About the project
A PhD position is available as part of a Centre of Excellence called Light and Electrochemical Activated Processes for Chemical Industries (LEAP). The intention of LEAP is to coordinate the University of Southampton’s distinctive strengths in photonic materials and chemistry to tackle the challenge of decarbonising the chemical industry. The initiative brings together academics from Chemistry, Engineering, Chemical Engineering, and the Zepler Institute that will improve our fundamental understanding of these complex processes and develop engineered solutions that can be applied at scale.
As we transition towards a net-zero carbon future, there is a need to make chemical transformations more efficient. Thermally controlled processes that are ubiquitous in the chemical industry have an inherent inefficiency, regardless of how well macroscopic heat management demands are controlled. Photo/electrochemical technologies – reactions that are driven by light or directly by electricity - represent an alternative approach to produce both commodity and fine chemicals that have the potential to be significantly more efficient.
Photocatalysis in particular represents a unique opportunity to efficiently transform free solar photons into a versatile form of ‘chemical energy’ that can be used for energy storage (e.g. maritime transportation, grid-energy storage) or the production of commodity chemicals (e.g. ammonia, methanol).
This studentship project builds on our successful recent development of photocatalytic reactors using optical fibre technologies (e.g. ACS Photonics, 2020, 7, 714-722). Specifically, we will leverage the highly advanced and scalable photonics technologies developed at the Zepler Institute in order to precisely engineer photonic states coupled with optimal structuring and management of light with photocatalysts inside our state of the art reactor designs. This will require significant numerical simulation effort to guide experimental fabrication alongside in-depth optical characterization and optimisation.

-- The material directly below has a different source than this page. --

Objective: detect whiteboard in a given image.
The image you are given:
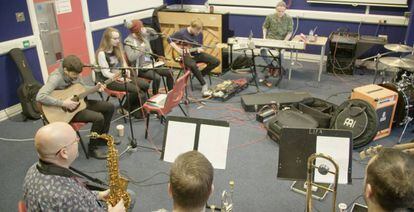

This multifaceted project targets the development of an all-in-one photoreactor described using multi- phase chemical models to incorporate the kinetics of photocatalysts, reactant flow and photon behaviour. It is thus supported by a highly multidisciplinary team with expertise in photonic devices (Dr Pier Sazio) and modelling alongside material deposition (Dr Geoff Hyett), photocatalyst design and development (Dr Matt Potter, University of Bath) and multi-phase chemical models (Dr. Lindsay Armstrong) to realise these advanced systems.